Shares of Upstart Holdings, a Consumer credit platform that uses AI to determine creditworthiness, plunged on Tuesday as the company slashed its full-year revenue forecast and signaled a bleaker outlook for the whole economy.

Shares fell 57% to $32.95 in premarket action, hitting prices not seen since December 2020, when the company’s shares began trading. Shares trimmed the loss slightly to 52% after the opening bell. The stock a year ago closed at $88.21.

The stock fell as the company slashed its full-year 2022 revenue projection Monday night to $1.25 billion from its previous projection of around $1.4 billion.

“The combination of inflation and monetary tightening carries the non-negligible risk of a recession potentially later this year. Given the general macroeconomic uncertainties and the emerging prospects of a recession later this year, we considered it prudent to reflect a higher degree of conservatism in our expectations,” Upstart CFO Sanjay Datta said on the company’s conference call, according to a transcript.

The Federal Reserve since March, has raised its benchmark interest rates by 75 basis points, from the ultra-low range of 0% to 0.25%, in a bid to reduce inflation.

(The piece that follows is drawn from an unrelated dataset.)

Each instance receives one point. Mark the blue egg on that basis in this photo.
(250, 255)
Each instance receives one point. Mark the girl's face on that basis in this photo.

Inflation in March hit a 41-year high of 8.5%, and the Fed is expected to raise its key rate to at least 2.75% by the end of 2022. The rapid rise in borrowing costs of the Fed fueled concerns about the world’s largest economy. fall into a recession.

Upstart said the average price of loans on its platform has risen more than 300 basis points since October due to increased risk in the economy and corresponding higher yields demanded by banks and credit investors.

“Given the hawkish signals from the Fed, we expect prices to rise further later this year, which will reduce our trading volume, all things being equal,” said Dave Girouard, chief executive of ‘Upstart, Monday night.

Girouard also said that when consumer rates go up, “it means that at the margin, a whole bunch of people who would have been approved are no longer approved. So there’s a whole bunch of loans that never got products at all. And there’s a bunch of people who are still approved, but the interest rate is a few percentage points higher, and a certain fraction of them are going to decide that’s not the product they want. They don’t need it.

Upstart forecast second-quarter revenue of $295 million to $305 million, which was below FactSet’s consensus estimate of $335 million.

The company released first-quarter results that beat analysts’ expectations. Revenue more than doubled to $310.1 million, beating expectations of $300 million. Adjusted earnings also more than doubled to $0.61 per share, above Wall Street’s view of $0.53 per share.